The following is an assortment of the highlights of the conference for me in no particular order.

Single track

Among the people I talked to this was widely recognised as a major asset. We’ve all been to conferences where we have made the wrong choice and missed something really interesting. Having a single track meant we all saw the same presentations and made the conference feel a great deal more intimate.

Variety of talks

For a conference focussing on a single language, there was a wide variety in subject matter. We covered a variety of topics - logic, logging, music, map/reduce, data structures, performance - in addition to deep looks at the language itself. I would say I managed to follow about 75% of the talks.

Logic programming and some of the more advanced talk about functional data structures was so new to me that I found it tough to follow. But importantly it’s made me want to know more and to understand these things. I don’t have a particularly academic background so I am coming into much of this stuff pretty cold, but what I really like about clojure and the community around it is it makes me feel comfortable and confident in learning. I mean, one day I actually might understand what monads are…

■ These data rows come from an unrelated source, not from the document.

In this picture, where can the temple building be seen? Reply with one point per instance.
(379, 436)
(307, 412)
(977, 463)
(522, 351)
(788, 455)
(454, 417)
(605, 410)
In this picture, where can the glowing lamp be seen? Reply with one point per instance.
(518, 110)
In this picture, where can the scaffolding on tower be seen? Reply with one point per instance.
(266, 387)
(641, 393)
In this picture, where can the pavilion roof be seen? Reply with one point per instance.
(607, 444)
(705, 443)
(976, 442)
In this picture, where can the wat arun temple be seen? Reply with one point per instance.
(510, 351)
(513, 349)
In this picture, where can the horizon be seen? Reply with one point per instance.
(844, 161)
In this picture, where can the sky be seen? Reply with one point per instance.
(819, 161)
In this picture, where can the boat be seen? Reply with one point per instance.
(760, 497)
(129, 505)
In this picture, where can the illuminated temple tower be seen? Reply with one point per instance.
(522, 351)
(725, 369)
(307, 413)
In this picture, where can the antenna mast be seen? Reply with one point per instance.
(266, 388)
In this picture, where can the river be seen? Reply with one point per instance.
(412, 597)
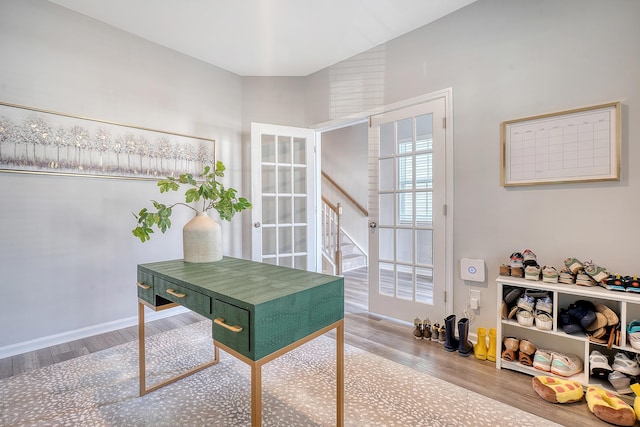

Real world usages of clojure

There were a handful of more practical applications of clojure too. I am sure I have missed a load of them out, but here are the ones I can remember:

Heroku’s treatment of logs as data described how they rethought the concept of logging to be concerned with the emitting and handling of events with associated data rather than being strings dumped to a file. Their use of pulse to emit events from rails applications and logplex to allow different consumers to subscrbe to these events realtime is a pattern I had never really considered for application events/log messages.

David McNeil spoke on how revelytix use concurrent stream processing helped them parallelize querys over multiple databases. They took inspiration from the way in which unix commands work: asynchronously pushing/pulling data with pipes and built a similar model in clojure. This allowed them to express trees of nodes and pipelines representing how they wanted the data from multiple sources to be selected, filtered and aggregated. This tree is then fed into a fork/join threadpool for execution.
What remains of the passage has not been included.